Votre accompagnement en quelques mots

La sophrologie au cœur de l'accompagnement

Pratique psycho-corporelle, la sophrologie s’appuie sur des techniques de relaxation associées à des exercices de respiration et à de l’évocation positive.

coeur cerveau liés

C’est une méthode progressive, qui s’adapte à tout le monde. Je ne crois pas aux protocoles tout en 1 ! Nous sommes toutes et tous différents, et un accompagnement doit être adapté à la singularité de chacun(e).

Pour en savoir plus sur la sophrologie, je vous invite à vous rendre sur le site de la Fédération des Écoles Professionnelles de Sophrologie.

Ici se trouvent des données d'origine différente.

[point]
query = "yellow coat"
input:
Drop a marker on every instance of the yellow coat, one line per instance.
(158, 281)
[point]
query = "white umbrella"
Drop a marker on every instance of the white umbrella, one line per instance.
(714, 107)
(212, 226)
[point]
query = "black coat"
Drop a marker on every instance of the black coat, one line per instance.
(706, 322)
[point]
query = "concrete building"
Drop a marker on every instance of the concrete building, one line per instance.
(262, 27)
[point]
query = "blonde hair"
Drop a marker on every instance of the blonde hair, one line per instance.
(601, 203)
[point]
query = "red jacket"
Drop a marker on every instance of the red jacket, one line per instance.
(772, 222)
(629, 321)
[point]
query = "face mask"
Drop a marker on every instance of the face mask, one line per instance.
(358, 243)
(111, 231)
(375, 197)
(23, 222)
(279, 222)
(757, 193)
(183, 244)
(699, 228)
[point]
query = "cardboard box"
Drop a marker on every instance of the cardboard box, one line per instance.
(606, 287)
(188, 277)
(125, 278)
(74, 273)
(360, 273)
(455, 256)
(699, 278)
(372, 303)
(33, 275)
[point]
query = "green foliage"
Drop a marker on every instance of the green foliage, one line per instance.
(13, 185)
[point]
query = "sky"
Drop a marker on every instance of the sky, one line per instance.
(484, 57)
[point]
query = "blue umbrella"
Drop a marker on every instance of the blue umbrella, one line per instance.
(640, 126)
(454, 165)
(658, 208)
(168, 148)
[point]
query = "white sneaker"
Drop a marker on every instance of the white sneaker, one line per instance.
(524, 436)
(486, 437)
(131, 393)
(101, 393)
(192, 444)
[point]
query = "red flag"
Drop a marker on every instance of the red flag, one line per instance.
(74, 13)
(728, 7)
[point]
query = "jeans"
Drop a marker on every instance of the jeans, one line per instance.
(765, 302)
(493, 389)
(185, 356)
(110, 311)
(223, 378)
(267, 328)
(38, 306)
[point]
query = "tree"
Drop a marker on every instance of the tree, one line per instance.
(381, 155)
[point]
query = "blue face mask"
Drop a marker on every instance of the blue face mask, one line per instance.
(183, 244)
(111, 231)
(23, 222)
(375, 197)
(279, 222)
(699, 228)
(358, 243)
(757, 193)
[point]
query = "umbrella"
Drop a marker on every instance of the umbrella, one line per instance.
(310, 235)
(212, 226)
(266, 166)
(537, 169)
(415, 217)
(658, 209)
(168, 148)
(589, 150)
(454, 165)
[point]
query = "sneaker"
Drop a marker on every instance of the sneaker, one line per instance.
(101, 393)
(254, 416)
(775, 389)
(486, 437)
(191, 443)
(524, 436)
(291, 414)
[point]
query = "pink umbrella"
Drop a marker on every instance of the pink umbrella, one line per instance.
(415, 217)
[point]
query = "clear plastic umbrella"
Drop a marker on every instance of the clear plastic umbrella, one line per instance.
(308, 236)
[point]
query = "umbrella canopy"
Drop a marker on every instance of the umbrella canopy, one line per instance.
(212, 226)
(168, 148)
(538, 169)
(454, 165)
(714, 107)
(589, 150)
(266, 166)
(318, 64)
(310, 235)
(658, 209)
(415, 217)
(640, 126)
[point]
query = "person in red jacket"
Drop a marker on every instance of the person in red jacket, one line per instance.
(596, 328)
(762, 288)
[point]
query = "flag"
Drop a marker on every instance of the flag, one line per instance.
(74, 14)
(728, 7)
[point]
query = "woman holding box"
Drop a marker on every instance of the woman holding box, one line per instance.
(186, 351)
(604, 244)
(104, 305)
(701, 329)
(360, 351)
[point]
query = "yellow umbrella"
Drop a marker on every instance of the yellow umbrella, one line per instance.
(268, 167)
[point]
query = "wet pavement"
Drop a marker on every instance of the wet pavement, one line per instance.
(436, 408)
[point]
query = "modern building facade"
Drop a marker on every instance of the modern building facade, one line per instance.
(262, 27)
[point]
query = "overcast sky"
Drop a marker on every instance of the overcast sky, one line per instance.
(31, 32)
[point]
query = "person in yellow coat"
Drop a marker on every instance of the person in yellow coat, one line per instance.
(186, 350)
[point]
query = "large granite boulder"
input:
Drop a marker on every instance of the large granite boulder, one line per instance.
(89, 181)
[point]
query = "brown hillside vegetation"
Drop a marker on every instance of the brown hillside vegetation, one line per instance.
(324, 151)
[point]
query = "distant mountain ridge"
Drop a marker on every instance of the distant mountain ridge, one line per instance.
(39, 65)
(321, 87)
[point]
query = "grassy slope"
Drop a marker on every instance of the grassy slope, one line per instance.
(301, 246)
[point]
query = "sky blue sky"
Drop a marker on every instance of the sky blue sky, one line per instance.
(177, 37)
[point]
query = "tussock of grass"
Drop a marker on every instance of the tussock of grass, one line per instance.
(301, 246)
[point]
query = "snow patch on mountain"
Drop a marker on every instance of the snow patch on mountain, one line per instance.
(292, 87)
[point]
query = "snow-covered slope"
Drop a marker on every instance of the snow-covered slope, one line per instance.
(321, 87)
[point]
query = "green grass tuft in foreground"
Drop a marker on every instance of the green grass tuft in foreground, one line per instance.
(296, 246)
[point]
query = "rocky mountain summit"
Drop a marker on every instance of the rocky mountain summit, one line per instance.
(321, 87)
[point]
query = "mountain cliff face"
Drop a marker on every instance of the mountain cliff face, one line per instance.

La respiration, un élément essentiel !

Comme l’explique si bien le Dr Ohare, la cohérence cardiaque permet d’atteindre un état d’équilibre entre le système nerveux sympathique et le système nerveux parasympathique. Le premier est le système d’adaptation qui se déclenche en cas de menace, le second est le système de récupération, une fois le danger passé. Respirer ainsi permet de recentrer ses émotions, de réguler ses hormones et d’agir bénéfiquement sur le stress. Simple à pratiquer, elle procure un bienfait immédiat, qui peut être bénéfique durant plusieurs heures.

« Le premier atout de la cohérence cardiaque est son effet bénéfique pour lutter contre le stress. Sa pratique régulière permet de faire baisser le niveau de cortisol, l’hormone du stress, et d’augmenter la DHEA, l’hormone de jouvence, antagonisme du cortisol, précise le médecin. A terme, on limite le risque de fatigue, d’épuisement, on arrive plus facilement à lâcher prise et à prendre de la distance par rapport aux événements. On diminue l’anxiété et le risque de dépression. »

L'écoute sans jugement

« Écouter l’autre, c’est comprendre ce qui n’est pas dit » (Alfred Vanesse)

Ma démarche est basée sur l’approche centrée sur l’autre, développée par le psychologue Carl Rogers.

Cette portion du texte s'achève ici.